Der öffentliche Nahverkehr punktet mit einem Fahrplan, den man meist nicht mehr konsultieren muss. Weshalb soll ich dann noch den mühsamen Weg wählen und das mit Muskelkraft und bei unangenehm feuchter Witterung in Bewegung zu setzende Velo aus dem Keller holen? Auf dem Weg zur Schule oder zum Arbeitsort muss ich zudem dem Bus, der weiterfahren will, stets den Vortritt lassen und dasselbe gilt bei jedem Lichtsignal.

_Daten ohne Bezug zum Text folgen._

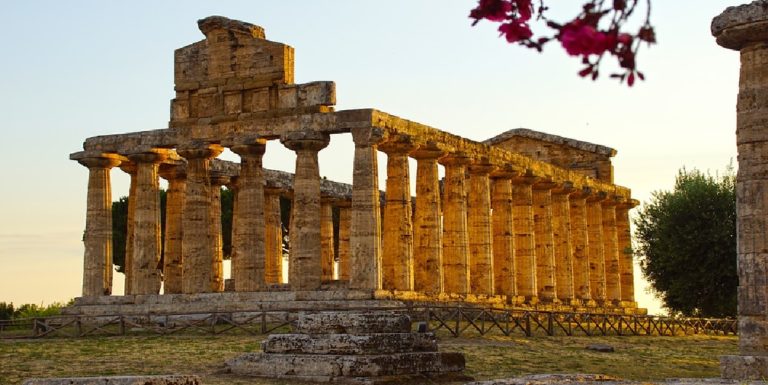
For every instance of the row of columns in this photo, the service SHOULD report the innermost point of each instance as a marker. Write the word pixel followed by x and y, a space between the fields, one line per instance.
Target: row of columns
pixel 493 231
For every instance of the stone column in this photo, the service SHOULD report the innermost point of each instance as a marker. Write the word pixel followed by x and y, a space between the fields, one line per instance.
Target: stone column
pixel 248 219
pixel 579 247
pixel 199 240
pixel 327 256
pixel 273 237
pixel 455 237
pixel 345 220
pixel 146 222
pixel 504 280
pixel 217 262
pixel 365 233
pixel 479 225
pixel 626 267
pixel 130 169
pixel 595 247
pixel 97 258
pixel 173 263
pixel 611 253
pixel 745 28
pixel 544 241
pixel 561 233
pixel 427 247
pixel 397 245
pixel 525 257
pixel 304 269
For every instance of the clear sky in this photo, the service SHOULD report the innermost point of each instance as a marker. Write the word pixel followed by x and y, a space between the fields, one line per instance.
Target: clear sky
pixel 71 70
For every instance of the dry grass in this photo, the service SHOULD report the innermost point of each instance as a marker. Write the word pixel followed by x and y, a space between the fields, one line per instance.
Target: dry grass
pixel 488 357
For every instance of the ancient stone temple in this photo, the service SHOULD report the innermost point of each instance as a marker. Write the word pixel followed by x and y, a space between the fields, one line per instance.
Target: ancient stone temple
pixel 523 219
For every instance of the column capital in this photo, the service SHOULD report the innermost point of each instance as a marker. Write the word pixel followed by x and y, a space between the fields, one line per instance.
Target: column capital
pixel 251 147
pixel 305 140
pixel 197 150
pixel 458 158
pixel 738 27
pixel 429 150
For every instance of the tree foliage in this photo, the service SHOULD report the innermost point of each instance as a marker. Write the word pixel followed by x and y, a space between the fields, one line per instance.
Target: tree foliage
pixel 686 240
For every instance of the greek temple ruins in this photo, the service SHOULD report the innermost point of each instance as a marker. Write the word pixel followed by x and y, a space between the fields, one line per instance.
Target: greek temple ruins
pixel 523 219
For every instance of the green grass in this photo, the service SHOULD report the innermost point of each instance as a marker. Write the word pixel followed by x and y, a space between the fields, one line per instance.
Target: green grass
pixel 638 358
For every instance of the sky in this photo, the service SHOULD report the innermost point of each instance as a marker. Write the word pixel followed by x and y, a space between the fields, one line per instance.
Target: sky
pixel 72 70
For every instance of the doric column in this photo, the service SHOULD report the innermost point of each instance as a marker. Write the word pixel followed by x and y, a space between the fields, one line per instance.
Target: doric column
pixel 503 235
pixel 173 263
pixel 147 244
pixel 611 253
pixel 580 246
pixel 345 221
pixel 525 257
pixel 248 219
pixel 273 237
pixel 199 241
pixel 479 226
pixel 327 255
pixel 745 28
pixel 397 244
pixel 365 235
pixel 543 238
pixel 130 169
pixel 217 263
pixel 595 247
pixel 304 269
pixel 626 267
pixel 427 245
pixel 455 237
pixel 97 258
pixel 561 234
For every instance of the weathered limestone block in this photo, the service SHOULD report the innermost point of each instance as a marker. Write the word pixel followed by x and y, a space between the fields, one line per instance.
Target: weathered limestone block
pixel 579 246
pixel 352 323
pixel 365 233
pixel 217 262
pixel 525 249
pixel 455 235
pixel 304 269
pixel 595 247
pixel 503 236
pixel 273 237
pixel 117 380
pixel 327 256
pixel 97 259
pixel 331 368
pixel 481 272
pixel 397 243
pixel 745 28
pixel 146 222
pixel 561 234
pixel 611 252
pixel 199 241
pixel 345 221
pixel 544 240
pixel 379 343
pixel 626 259
pixel 248 227
pixel 173 262
pixel 427 250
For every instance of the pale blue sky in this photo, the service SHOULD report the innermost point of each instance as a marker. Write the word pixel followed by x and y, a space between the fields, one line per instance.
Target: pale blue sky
pixel 70 70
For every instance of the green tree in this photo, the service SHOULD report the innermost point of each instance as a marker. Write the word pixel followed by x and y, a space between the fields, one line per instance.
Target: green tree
pixel 686 241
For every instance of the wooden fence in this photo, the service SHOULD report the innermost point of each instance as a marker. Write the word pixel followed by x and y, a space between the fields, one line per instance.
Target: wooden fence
pixel 454 320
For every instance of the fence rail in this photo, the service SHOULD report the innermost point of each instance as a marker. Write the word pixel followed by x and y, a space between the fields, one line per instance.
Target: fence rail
pixel 455 321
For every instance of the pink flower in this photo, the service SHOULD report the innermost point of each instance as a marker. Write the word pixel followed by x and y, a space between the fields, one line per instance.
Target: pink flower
pixel 515 30
pixel 493 10
pixel 583 39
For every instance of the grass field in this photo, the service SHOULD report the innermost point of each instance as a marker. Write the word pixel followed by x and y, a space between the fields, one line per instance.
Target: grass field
pixel 639 358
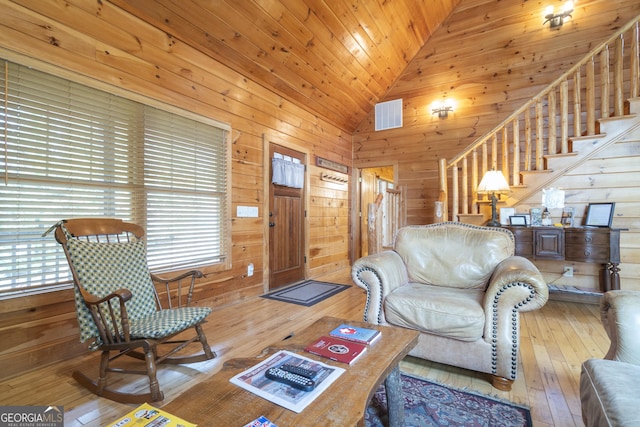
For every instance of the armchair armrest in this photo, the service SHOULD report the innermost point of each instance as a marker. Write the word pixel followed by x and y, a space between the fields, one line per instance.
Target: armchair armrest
pixel 378 275
pixel 516 285
pixel 620 313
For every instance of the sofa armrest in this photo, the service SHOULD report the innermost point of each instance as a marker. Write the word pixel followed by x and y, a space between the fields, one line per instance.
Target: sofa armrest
pixel 516 285
pixel 378 275
pixel 620 313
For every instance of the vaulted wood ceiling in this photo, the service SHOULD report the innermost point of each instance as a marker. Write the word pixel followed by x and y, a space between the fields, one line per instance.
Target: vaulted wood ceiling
pixel 336 58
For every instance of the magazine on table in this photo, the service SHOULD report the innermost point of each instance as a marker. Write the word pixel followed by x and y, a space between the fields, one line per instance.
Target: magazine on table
pixel 356 334
pixel 254 380
pixel 336 349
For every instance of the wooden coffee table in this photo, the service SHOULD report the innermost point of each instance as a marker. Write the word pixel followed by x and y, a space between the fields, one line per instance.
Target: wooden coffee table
pixel 218 402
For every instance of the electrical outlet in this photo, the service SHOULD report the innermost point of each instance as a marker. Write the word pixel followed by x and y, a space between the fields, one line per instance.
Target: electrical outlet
pixel 568 271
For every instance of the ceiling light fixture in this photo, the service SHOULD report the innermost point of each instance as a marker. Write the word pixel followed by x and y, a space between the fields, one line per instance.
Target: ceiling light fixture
pixel 556 20
pixel 442 108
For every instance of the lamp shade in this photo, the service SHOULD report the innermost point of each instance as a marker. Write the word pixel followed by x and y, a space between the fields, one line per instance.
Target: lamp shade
pixel 493 182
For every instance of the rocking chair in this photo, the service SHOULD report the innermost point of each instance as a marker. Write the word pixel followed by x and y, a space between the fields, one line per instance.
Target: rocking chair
pixel 119 307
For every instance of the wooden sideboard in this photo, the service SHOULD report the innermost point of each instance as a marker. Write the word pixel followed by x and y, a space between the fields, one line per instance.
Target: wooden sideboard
pixel 583 244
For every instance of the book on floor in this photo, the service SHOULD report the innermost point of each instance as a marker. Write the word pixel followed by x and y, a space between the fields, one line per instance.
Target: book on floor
pixel 337 349
pixel 356 334
pixel 146 415
pixel 261 421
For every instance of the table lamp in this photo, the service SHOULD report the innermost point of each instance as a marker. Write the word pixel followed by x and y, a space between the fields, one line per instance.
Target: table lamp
pixel 493 182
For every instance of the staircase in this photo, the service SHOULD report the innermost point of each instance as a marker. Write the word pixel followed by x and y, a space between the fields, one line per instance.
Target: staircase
pixel 587 109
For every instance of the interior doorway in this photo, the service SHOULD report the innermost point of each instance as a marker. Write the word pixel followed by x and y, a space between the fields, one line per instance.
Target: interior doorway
pixel 286 222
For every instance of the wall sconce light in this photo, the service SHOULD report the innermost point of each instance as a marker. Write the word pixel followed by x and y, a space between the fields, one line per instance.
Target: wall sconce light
pixel 556 20
pixel 442 108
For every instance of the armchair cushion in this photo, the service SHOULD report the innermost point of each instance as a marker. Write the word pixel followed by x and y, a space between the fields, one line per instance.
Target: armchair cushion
pixel 454 256
pixel 448 312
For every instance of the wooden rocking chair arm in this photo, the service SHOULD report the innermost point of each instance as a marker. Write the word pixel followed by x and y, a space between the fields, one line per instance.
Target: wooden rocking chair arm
pixel 123 295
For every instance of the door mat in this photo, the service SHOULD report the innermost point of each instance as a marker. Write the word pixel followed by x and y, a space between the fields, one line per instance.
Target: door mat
pixel 307 293
pixel 430 404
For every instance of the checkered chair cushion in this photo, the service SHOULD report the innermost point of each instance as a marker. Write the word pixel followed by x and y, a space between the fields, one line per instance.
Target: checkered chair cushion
pixel 105 267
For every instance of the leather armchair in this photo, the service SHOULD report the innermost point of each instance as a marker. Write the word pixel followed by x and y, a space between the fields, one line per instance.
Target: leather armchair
pixel 461 287
pixel 610 387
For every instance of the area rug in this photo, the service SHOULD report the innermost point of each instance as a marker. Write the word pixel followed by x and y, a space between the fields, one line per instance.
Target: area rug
pixel 430 404
pixel 307 293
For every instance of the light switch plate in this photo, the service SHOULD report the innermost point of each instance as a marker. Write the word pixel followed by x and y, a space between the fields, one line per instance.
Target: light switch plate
pixel 247 212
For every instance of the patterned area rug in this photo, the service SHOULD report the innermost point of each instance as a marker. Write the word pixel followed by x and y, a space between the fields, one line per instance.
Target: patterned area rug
pixel 307 293
pixel 430 404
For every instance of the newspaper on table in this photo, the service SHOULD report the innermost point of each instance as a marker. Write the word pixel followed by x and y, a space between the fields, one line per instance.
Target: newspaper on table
pixel 254 380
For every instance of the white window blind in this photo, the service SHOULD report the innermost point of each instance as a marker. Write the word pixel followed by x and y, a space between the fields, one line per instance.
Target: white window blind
pixel 69 150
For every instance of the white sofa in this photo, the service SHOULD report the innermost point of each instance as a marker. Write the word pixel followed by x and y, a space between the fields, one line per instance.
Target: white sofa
pixel 610 387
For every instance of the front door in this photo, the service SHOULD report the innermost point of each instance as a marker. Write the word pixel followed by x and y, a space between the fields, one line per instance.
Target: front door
pixel 286 226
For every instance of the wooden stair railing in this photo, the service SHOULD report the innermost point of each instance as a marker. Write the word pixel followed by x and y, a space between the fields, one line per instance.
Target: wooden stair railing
pixel 526 133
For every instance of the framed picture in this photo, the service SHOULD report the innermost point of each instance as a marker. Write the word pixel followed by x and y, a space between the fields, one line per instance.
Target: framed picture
pixel 536 217
pixel 567 217
pixel 518 220
pixel 505 213
pixel 599 214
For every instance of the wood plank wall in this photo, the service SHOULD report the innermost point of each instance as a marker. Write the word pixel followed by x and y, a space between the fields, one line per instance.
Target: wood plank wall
pixel 612 176
pixel 95 42
pixel 468 60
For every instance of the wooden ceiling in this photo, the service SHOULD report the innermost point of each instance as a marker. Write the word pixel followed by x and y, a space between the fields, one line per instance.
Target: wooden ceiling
pixel 336 58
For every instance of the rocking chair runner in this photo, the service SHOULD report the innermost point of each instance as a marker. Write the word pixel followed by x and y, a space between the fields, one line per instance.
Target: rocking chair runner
pixel 119 307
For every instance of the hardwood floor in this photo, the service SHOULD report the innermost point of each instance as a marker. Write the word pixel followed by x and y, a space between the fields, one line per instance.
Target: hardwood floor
pixel 554 341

Privilegierung des öffentlichen Verkehrs über alles. Im Gegensatz zum Auto kann ich dabei aber nicht einfach aufs Pedal treten, sondern muss meine Muskelkraft einsetzen. Das merken sich natürlich auch Schüler, Kinder und Jugendliche und fahren nicht mehr Velo.

Das Velo ist ein Verkehrsmittel, das man nutzen kann, wann man will. Für mich als liberaler, freiheitsliebender Mensch das ideale Verkehrsmittel. Staatliche Unterstützung und einen so ausgedehnten Busverkehr in Solothurn, Olten und Grenchen braucht es nicht. Es wäre doch so einfach, den öffentlichen Nahverkehr auf die Hälfte zu beschränken, mit der Folge, dass die Jungen wieder mehr Velo fahren würden und wenn sie erwachsen sind nicht gleich einen grossen BMW leasen und dann ihre eigenen Kinder damit zur Schule chauffieren.

Zugegebenermassen überspitzt darge-stellt: 1988 in Ostberlin bezahlten wir 20 Ostpfennig oder umgerechnet 6 Schweizer Rappen für eine U-Bahn-Fahrkarte. Die Benutzung des öffentlichen Verkehrs in der sozialistischen DDR war somit fast gratis. Wie wir alle wissen, ging die DDR bankrott – die staatlich geförderte Verkehrspolitik hatte ebenfalls dazu beigetragen. Beim öffentlichen Nahverkehr kann man viel sparen. Und das Einsparungspotenzial ist nicht gering – meiner Meinung zum Wohle und der Gesundheit aller.

Der Autor ist Gemeindepräsident von Wangen bei Olten und solothurnischer Oberrichter.